First U.S. nuclear reactor built from scratch in decades enters commercial operation in Georgia::ATLANTA — A new reactor at a nuclear power plant in Georgia has entered commercial operation, becoming the first new American reactor built from scratch in decades.
Everything is a stopgap until fusion is available
Don’t let perfect be the enemy of good. A large portion of Georgia’s power comes from natural gas; anything we can do to move away from that is a step in the right direction. Except, like, coal obviously.
For sure, I more meant that fission works just fine for clean power until then.
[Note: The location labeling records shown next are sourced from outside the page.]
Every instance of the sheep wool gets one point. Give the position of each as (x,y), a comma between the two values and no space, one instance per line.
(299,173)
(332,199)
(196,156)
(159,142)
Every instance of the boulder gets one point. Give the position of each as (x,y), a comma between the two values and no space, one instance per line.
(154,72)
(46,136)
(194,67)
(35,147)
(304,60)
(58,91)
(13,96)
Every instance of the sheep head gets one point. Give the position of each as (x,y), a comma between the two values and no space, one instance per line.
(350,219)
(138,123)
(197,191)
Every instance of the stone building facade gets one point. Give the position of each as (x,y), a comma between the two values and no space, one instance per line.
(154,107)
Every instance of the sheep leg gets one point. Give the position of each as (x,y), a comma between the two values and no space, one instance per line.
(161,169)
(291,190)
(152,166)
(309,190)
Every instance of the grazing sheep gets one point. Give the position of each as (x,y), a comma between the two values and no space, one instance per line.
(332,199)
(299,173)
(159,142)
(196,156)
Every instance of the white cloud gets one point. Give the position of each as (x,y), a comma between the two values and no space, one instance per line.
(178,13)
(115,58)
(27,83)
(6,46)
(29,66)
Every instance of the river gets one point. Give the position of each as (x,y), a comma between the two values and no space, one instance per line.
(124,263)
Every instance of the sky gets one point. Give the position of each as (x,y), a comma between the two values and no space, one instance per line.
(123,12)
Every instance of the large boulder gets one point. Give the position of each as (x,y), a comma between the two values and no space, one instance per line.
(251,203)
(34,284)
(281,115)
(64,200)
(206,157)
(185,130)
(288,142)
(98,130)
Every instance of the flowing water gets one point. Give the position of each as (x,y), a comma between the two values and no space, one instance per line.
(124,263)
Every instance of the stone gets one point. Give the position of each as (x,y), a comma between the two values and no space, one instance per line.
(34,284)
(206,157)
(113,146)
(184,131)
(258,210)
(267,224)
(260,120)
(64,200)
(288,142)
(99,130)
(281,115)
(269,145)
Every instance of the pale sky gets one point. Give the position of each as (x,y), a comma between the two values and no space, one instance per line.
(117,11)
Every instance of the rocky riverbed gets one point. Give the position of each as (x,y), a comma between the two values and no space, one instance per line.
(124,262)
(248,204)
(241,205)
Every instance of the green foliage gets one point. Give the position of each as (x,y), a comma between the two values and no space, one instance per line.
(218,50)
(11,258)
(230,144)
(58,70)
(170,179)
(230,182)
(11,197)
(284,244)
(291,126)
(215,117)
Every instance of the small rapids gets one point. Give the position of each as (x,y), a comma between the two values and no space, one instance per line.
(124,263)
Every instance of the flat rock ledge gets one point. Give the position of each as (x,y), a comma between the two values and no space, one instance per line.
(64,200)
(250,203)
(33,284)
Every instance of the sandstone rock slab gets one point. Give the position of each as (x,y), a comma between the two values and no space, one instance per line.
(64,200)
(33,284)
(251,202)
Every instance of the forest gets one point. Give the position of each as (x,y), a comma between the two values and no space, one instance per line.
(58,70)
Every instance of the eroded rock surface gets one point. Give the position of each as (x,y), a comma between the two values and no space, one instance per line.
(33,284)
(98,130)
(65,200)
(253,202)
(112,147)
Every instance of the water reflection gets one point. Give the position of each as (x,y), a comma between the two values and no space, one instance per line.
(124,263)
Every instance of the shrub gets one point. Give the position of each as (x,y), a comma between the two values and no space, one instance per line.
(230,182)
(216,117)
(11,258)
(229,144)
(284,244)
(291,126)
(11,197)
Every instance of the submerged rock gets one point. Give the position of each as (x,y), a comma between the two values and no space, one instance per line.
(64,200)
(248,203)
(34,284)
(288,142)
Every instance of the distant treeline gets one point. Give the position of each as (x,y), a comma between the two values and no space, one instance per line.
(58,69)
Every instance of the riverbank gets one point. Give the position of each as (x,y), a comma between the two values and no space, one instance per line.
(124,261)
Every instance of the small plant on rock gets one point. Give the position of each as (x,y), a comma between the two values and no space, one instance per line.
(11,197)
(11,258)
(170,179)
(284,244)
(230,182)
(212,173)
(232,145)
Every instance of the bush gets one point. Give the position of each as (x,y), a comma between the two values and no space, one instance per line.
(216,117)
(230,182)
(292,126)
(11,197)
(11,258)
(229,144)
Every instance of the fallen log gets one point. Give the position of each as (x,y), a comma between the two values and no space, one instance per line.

We can’t let that hinder progress toward implementing the most responsible forms of power generation.
There never has been a fusion reaction which created energy so I guess we’ll have to wait some time
You are technically wrong, the worst kind of wrong :)
DT and DD fusion reactions release energy. More energy than is put in. It’s the whole system that hasn’t been energy positive. We’re close to breakeven in terms of plasma (heating power vs fusion power, and it’s not like heating power is lost from the system it still heats the reactor) but to be useful fusion power needs to be >10x heating power so the whole system is more than self-sufficient.
Technically, this part is correct as far as I understand the laws of thermodynamics
Hehe, I walked right into this one. You’re right. I totally failed at trying to be a smartass.
With energy positive here I mean useful energy positive, so electricity or high temperature heat.
What counts is the whole system. You need to get more output energy than input. Right now this was never done.
And the input energy includes the energy lost by for examples lasers because they are inefficient.
Thermal Fusion is much more limited than solar as an energy source. It may be useful for niche applications, but waste heat alone limits it to a tenth of the power available from solar on just the built up areas.